473,396 Members | 2,061 Online
Bytes | Software Development & Data Engineering Community
Post Job

Home Posts Topics Members FAQ

Join Bytes to post your question to a community of 473,396 software developers and data experts.

a small code for filter non-chinese files.

// My email is jv*****@hotmail.com
// I want to make some friends and discuss about programing.

#include "stdafx.h"
#include <malloc.h>
#include <string.h>
#define sec1 (c=buffer[i])&&(c>0x80&&c<0xA1||c>0xA9&&c<0xFF)
#define sec2 (c=buffer[i])&&(c>0xA0&&c<0xAA)

void Convert2PureChinese(unsigned char* buffer)
{
unsigned char c;
for(int i=0;i<(int)strlen((char*)buffer);)
if(sec1)
{
printf("%c%c", buffer[i], buffer[i+1]);
i+=2;
}
else if(sec2)
i+=2;
else
i++;
}

void getFileBuffer(FILE* fp)
{
if(fp==NULL)
return;
fseek(fp, 0L, SEEK_END);
long len=ftell(fp);
rewind(fp);
unsigned char* buffer=(unsigned char*)malloc(len);
fread(buffer, len, 1, fp);
fclose(fp);
Convert2PureChinese(buffer);
free(buffer);
}

int main(int argc, char* argv[])
{
getFileBuffer(fopen("test.txt", "r+b"));
return 0;
}

Sep 7 '05 #1
8 1312
jv*****@gmail.com wrote:
// My email is jv*****@hotmail.com
// I want to make some friends and discuss about programing.
Great - nice to meet you. Have a C++ question ?

Nice "C" program, not C++.

#include "stdafx.h" Microsoft precompiled header nonsesnse - why do you need it here
exactly?

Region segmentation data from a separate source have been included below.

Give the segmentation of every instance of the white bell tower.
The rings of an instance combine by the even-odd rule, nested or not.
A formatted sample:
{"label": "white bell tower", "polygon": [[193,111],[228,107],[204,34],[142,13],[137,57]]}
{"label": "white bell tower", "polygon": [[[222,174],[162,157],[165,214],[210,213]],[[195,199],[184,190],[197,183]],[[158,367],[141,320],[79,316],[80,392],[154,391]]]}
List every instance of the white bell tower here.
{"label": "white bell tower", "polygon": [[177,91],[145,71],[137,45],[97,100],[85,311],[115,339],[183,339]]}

Turn off precompiled headers and get rit of it if you want to
write truly portable code.
#include <malloc.h>
malloc.h is not commonly used in C++ and should probably use

#include <cstdlib>
#include <string.h>
In C++ you should include:

#include <cstring>
#define sec1 (c=buffer[i])&&(c>0x80&&c<0xA1||c>0xA9&&c<0xFF)
#define sec2 (c=buffer[i])&&(c>0xA0&&c<0xAA)
MUCH MUCH better if you wrote inline functions instead of macros.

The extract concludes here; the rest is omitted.